The town is requiring Pyramid to do an Environmental Impact Statement, or EIS, outlining all potential future development around the mall; data from the EIS will then be used to calculate the cumulative impact on traffic patterns and sewer infrastructure. 

The EIS forces Pyramid, which is not normally forthcoming about its plans, to show its hand. But approval of the EIS would mean that Pyramid does not need to complete a State Environmental Quality Review Act application for each new project within the study area, as long as development remains within the approved parameters. 

In its draft scope, Pyramid outlines its plans to create: 

— 222 apartments and townhouses, as well as 3,900 square feet of commercial space, on 19 acres at Rapp and Gipp roads. Pyramid has already applied to the town to build this project

— 90 more apartments at that same site, which Pyramid says it has no plans to build at this time;

— A 160,000-square-foot building — to become a Costco — on 15 acres at the corner of Crossgates Mall Road and Western Avenue. This site would also have fuel pumps; Pyramid has submitted this site-plan application to the town;

— 115,000 square feet of retail space, 50,000 square feet of office space, and 48 apartments on a third development site of 11.34 acres that Pyramid says it has no current plans to develop. The site is between Costco and the hotel that Pyramid built on Western Avenue and opened a year ago.

All of the parking associated with the total 278,900 square feet of commercial and office space and 360 multi-family units would also be taken into account in the EIS. 

Pyramid received over a million dollars in tax breaks from the Guilderland Industrial Development Agency for the hotel on Western Avenue. It applied, early on in the proposal process, to the IDA for $1.2 million in tax breaks for the Rapp Road apartment project, but asked for a decision to be tabled at the last minute when it seemed certain to go against the company. 


As of Dec. 11, the fund had collected $1,370. 

Is $100,000 a tall order? 

“How much do you think Pyramid is spending on its experts?” asked Jackson rhetorically. “Probably way more than that.” 

The group needs “expert scientists who know their subject matter and can analyze Pyramid’s detailed, complex reports,” she said. 

The four-minute video, “Stop Overdevelopment of Rapp Road by Pyramid,” features Save the Pine Bush volunteer Dana Brady, 29, discussing Pyramid’s plans while standing at sites where the company proposes development on Rapp Road and Western Avenue. 

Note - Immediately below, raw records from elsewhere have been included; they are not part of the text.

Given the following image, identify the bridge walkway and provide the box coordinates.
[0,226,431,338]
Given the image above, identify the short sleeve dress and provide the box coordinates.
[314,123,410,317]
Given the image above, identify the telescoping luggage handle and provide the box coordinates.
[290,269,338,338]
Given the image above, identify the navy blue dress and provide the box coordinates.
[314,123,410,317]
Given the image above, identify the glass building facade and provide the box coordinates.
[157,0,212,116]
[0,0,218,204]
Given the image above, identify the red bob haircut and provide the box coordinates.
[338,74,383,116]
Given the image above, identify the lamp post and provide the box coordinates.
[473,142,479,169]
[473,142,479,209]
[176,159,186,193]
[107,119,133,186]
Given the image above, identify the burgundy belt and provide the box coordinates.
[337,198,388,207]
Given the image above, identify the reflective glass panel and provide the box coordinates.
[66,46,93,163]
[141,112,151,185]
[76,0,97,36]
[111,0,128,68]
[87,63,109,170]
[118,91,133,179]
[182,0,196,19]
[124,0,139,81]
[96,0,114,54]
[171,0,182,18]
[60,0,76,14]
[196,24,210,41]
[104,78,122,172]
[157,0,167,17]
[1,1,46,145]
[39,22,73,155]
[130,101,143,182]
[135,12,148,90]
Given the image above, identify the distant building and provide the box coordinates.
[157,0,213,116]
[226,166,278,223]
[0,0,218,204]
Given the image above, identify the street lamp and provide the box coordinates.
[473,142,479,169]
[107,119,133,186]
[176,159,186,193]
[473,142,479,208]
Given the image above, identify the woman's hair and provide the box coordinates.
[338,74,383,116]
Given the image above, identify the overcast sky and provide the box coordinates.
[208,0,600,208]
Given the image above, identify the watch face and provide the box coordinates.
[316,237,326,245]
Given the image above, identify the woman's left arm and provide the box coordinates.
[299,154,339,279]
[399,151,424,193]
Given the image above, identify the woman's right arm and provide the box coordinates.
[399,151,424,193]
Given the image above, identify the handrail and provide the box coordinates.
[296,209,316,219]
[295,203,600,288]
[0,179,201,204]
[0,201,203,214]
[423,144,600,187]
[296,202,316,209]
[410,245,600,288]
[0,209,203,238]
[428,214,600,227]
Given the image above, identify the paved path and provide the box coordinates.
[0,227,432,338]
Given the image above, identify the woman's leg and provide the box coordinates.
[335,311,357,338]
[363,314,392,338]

Brady earned a master’s degree this summer from Green Mountain College in environmental science, she said. Her main area of study was pollinators, which she listed as “bees, bats, and butterflies.”

The text of the video was written mainly by Steven Wickham of the Guilderland Coalition for Responsible Growth, Brady said, with input from many others, which Wickham confirmed. 

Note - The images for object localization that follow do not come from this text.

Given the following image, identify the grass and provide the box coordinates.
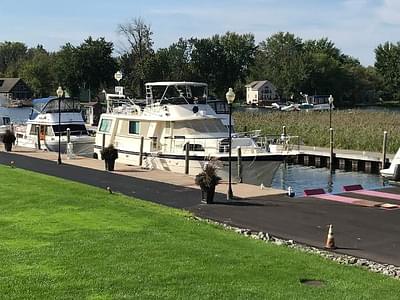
[234,110,400,153]
[0,166,400,299]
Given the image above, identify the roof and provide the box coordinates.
[0,78,21,93]
[145,81,207,87]
[245,80,270,90]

Save the Pine Bush is concerned about the effect that further development within the ecologically rare pine barrens will have on the Karner blue butterfly as well as other species. The butterfly is on the federal and state endangered species lists and lives in pine barrens.

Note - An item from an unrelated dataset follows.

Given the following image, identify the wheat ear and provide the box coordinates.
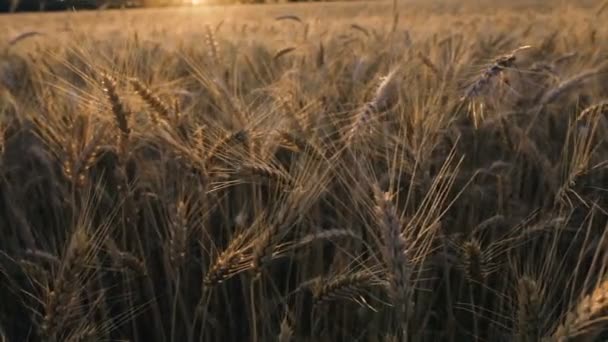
[372,185,411,306]
[516,276,543,342]
[130,77,172,123]
[552,279,608,341]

The Rapp Road Historical Association, which supports a neighborhood built by African Americans who came north from Mississippi during the Great Migration, is concerned about development encroaching on the community. The neighborhood, with some of the hand-built houses occupied by descendants of the original settlers, is now on both the state and national registers for historic preservation.

Although the historical association is not part of the GoFundMe drive, it is accepting donations on its own.

In addition to new builds, Pyramid is currently applying to the town’s zoning board of appeals for an area variance to increase the height of an existing theater at Crossgates Mall to 70 feet, making it 25 feet taller than it is now. Save the Pine Bush is concerned about the shadow this may cast on the Butterfly Hill near the theater where wild blue lupine, essential to the life cycle of the Karner blue butterfly, grows.